# 921 working fine until everything erased



## elmc (Jan 7, 2005)

Last week everything was erased off our 921. Ever since then it misses about 1/3-1/2 of our timers (all at random). It says "unknown recorded event - 0 sec" We never had one problem with this before last week. Is there anything I can try to correct this? We have tried deleting all timers, but that didnt seem to help. Anyone???????


----------



## UT_Texan (Dec 9, 2004)

might try disk diag. sometimes that helps. It may look like it is stuck sometimes but just let it run. Might run at night when you aren't watching it


----------



## bbomar (Oct 18, 2004)

elmc said:


> Last week everything was erased off our 921. Ever since then it misses about 1/3-1/2 of our timers (all at random). It says "unknown recorded event - 0 sec" We never had one problem with this before last week. Is there anything I can try to correct this? We have tried deleting all timers, but that didnt seem to help. Anyone???????

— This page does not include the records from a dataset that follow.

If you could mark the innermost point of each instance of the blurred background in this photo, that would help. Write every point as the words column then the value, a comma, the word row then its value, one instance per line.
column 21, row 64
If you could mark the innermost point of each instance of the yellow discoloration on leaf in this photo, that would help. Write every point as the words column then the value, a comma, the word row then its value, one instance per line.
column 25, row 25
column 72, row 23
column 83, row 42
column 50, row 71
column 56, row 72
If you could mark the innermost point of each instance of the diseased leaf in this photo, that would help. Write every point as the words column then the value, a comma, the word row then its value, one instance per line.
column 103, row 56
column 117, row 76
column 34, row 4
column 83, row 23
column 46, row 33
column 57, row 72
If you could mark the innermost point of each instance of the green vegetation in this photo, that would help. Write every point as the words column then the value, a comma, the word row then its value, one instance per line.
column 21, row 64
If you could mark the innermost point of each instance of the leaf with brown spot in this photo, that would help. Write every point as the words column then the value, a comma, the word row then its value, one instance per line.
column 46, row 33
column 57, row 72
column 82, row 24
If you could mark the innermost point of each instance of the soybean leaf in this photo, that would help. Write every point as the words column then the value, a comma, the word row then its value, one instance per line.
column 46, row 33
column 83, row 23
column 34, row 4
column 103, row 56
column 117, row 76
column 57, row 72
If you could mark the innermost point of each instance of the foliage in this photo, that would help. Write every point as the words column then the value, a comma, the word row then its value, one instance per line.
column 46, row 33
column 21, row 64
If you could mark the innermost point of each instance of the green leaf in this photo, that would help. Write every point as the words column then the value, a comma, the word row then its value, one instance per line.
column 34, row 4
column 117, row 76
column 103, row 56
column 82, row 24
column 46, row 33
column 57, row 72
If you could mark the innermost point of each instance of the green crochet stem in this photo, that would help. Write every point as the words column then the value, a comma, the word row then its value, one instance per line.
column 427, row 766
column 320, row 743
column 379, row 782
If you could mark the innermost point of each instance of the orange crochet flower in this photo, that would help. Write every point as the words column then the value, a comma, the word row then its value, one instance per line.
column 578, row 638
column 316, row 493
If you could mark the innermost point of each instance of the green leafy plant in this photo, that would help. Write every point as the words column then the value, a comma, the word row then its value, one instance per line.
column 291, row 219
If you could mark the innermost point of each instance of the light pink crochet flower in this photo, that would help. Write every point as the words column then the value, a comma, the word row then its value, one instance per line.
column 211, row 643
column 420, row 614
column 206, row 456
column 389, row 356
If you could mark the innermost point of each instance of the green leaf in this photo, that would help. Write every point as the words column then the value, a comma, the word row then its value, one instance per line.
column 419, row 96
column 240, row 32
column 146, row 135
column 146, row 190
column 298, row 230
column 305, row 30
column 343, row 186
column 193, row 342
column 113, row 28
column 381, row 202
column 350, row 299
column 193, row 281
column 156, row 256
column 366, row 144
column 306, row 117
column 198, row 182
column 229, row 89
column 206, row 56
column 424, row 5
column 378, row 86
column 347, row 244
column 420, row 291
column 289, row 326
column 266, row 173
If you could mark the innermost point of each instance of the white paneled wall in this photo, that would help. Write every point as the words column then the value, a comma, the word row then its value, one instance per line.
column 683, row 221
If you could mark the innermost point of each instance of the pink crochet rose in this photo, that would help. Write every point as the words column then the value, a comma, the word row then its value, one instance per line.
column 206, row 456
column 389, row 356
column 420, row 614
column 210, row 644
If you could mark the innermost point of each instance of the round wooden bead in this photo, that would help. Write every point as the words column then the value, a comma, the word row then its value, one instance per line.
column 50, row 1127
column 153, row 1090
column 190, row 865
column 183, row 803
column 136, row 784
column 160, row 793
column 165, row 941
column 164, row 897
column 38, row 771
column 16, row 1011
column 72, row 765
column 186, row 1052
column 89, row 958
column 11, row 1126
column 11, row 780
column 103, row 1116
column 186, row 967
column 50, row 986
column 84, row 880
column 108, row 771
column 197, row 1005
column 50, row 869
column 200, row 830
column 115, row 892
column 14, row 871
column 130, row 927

Here are a couple of suggestions taken from other threads:



SimpleSimon said:


> For general information, the WORST case, that has ALWAYS worked in the past is:
> Delete ALL, repeat ALL timers
> Power off
> Pull power plug
> ...





boylehome said:


> I see you have the HEED model. I have HEED and HECD. I don't have the problems with HECD. I talked to an E* 921 tech. team person and they had me do the following. Perhaps it may work for you.
> 
> 1. Menu - 6 System Setup - Factory Defaults - Yes
> After the 921 reset
> ...


----------



## elmc (Jan 7, 2005)

ill try that stuff!! THANKS!!!!!


----------



## jal (Mar 3, 2005)

Had the exact same problem, with my HECD model. Dish told me to restore to factory defaults and then rescan all OTAs. Seems to have fixed the problem.


----------



## elmc (Jan 7, 2005)

well, I first deleted all my timers.
then I reset the 921 to factory defaults
then I did a power cord reboot - twice
then I did a switch test
then I set up some timers for today
2 out of 3 failed

anymore more ideas???

BTW - I am not using any OTA channels - locals from dish


----------



## bbomar (Oct 18, 2004)

elmc said:


> well, I first deleted all my timers.
> then I reset the 921 to factory defaults
> then I did a power cord reboot - twice
> then I did a switch test
> ...


Make sure on the power cord reboot that you leave the power cord
unplugged for a few minutes. Make sure your satellite signal level
is good. Other than that, you may need to have Mark put you in
touch with 921 technical support. You might need a new 921
and they can get one sent out overnight delivery.


----------



## elmc (Jan 7, 2005)

well i contacted dish just now, that was frustrating.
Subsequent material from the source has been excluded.